Imagem: Fátima Miranda




Fomos colonizados pelos portugueses e, por causa deles, carregamos o sangue lusitano no corpo (com uma boa dose de lirismo, além da sífilis, é claro). Gostamos de fazer piada e taxá-los de burros, simplórios, inofensivos, inocentes. Também os culpamos por todos os nossos atos inescrupulosos, numa clara mania de transferir ao outro a nossa plena ignorância e amoralidade. Ademais, a história de Portugal, para muitos, acaba em Pedro Álvares Cabral, como se o único ato dos nossos "descobridores" foi justamente o de nos "descobrir", e esquecem que a nossa ancestralidade e, principalmente, língua descendem dos "homens-chacotas".

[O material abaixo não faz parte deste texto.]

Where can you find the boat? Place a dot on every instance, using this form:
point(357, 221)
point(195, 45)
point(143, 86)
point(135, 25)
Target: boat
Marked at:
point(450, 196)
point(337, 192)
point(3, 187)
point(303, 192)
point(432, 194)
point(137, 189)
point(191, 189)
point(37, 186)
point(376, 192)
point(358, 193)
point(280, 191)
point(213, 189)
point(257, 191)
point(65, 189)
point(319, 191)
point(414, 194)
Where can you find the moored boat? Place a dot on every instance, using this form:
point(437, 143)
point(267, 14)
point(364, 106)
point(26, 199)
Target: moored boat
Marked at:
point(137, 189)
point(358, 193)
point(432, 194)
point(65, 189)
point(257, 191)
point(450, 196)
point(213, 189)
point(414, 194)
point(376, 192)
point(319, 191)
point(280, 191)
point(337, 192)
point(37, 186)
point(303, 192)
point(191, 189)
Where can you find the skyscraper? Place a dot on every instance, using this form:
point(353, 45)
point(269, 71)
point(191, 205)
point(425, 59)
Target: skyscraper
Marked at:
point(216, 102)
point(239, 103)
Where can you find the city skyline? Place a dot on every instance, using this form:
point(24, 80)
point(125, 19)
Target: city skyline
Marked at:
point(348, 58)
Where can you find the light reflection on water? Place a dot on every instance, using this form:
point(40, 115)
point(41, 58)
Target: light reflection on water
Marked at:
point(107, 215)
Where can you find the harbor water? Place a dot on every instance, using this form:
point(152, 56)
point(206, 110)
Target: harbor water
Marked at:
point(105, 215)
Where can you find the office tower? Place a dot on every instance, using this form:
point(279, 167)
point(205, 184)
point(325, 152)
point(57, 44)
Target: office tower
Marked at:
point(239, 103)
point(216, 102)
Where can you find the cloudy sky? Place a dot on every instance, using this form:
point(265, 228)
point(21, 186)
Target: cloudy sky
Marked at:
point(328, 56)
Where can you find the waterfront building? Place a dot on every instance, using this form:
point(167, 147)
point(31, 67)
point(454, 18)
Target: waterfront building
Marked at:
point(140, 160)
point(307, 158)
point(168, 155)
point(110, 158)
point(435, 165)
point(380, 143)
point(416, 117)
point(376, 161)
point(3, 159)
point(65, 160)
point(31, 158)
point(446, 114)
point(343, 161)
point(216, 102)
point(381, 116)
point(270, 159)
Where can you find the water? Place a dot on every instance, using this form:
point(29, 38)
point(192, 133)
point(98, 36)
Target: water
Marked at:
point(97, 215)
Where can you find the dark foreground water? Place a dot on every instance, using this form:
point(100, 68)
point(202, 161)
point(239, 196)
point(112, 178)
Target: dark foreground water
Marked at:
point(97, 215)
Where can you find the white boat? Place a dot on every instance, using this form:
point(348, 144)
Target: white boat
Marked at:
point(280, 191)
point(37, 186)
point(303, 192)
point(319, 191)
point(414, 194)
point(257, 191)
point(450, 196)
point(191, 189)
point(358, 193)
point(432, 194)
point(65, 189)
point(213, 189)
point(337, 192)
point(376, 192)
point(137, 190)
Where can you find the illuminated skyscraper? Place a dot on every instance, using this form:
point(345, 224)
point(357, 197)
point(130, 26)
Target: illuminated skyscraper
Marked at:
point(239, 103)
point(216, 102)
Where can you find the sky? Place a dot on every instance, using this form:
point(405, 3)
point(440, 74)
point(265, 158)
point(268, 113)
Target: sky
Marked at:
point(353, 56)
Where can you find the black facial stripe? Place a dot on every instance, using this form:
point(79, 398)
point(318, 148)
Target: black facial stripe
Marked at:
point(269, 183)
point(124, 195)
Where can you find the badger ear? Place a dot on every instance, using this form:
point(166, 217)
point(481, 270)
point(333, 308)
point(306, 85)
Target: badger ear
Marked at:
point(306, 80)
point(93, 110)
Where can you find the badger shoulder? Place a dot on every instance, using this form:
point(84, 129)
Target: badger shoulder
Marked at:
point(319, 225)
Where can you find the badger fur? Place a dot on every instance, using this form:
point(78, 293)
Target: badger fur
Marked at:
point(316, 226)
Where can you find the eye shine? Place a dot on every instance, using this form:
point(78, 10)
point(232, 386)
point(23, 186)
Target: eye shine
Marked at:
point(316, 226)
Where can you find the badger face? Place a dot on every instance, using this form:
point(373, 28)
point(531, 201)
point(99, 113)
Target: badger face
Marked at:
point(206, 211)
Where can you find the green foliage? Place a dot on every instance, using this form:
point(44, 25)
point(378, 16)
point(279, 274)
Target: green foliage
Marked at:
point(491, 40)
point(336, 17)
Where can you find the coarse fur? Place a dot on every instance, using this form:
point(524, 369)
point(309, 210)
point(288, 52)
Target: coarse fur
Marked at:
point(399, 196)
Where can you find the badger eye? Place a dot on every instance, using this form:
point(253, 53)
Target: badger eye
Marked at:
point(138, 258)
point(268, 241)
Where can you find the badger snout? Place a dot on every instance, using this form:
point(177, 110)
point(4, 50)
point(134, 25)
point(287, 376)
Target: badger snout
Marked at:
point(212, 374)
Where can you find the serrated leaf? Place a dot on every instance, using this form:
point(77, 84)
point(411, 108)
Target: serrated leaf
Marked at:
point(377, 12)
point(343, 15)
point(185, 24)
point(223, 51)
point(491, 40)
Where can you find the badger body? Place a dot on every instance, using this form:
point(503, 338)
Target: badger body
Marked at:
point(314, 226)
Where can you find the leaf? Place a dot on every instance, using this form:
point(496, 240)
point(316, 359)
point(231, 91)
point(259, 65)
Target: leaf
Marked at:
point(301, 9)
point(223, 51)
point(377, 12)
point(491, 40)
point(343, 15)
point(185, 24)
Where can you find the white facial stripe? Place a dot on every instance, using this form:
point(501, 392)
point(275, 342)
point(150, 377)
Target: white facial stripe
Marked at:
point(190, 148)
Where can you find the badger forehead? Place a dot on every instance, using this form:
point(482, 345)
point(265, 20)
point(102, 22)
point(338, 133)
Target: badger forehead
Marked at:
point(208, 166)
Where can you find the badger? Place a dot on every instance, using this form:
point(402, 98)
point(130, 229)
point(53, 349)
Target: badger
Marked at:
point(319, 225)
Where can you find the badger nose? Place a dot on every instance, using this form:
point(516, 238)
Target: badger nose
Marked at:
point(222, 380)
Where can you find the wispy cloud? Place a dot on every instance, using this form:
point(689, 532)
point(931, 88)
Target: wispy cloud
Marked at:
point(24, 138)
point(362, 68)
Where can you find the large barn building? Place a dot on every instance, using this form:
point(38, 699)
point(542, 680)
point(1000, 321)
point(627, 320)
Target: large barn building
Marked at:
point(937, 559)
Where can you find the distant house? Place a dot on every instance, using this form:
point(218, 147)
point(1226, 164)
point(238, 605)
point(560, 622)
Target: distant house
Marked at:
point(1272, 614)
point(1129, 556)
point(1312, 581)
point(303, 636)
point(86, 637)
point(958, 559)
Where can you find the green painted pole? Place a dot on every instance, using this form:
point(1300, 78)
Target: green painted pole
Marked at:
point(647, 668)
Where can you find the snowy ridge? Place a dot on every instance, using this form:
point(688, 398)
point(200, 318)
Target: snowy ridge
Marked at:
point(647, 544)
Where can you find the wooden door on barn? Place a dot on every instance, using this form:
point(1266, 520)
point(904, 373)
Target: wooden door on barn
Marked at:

Portugal, assim como mais da metade do planeta Terra, absorveu o nacionalismo efervescente da década de 30, instaurando, em 1933, o salazarismo, regime político que pôs fim ao liberalismo no país e inaugurou um período histórico de 41 anos de governo com aspectos fascistas, autocrata e corporativista, quando, por 35 anos, esteve sob o comando de Antônio de Oliveira Salazar, professor universitário que comandara o Ministério das Finanças, em 1928, e se destacara nessa tarefa. Doutrinário e normativo, o salazarismo caracterizou-se, acima de tudo, pelo seu teor nacionalista, tradicionalista, autoritário, antidemocrático, colonialista, anticomunista e antiparlamentarista.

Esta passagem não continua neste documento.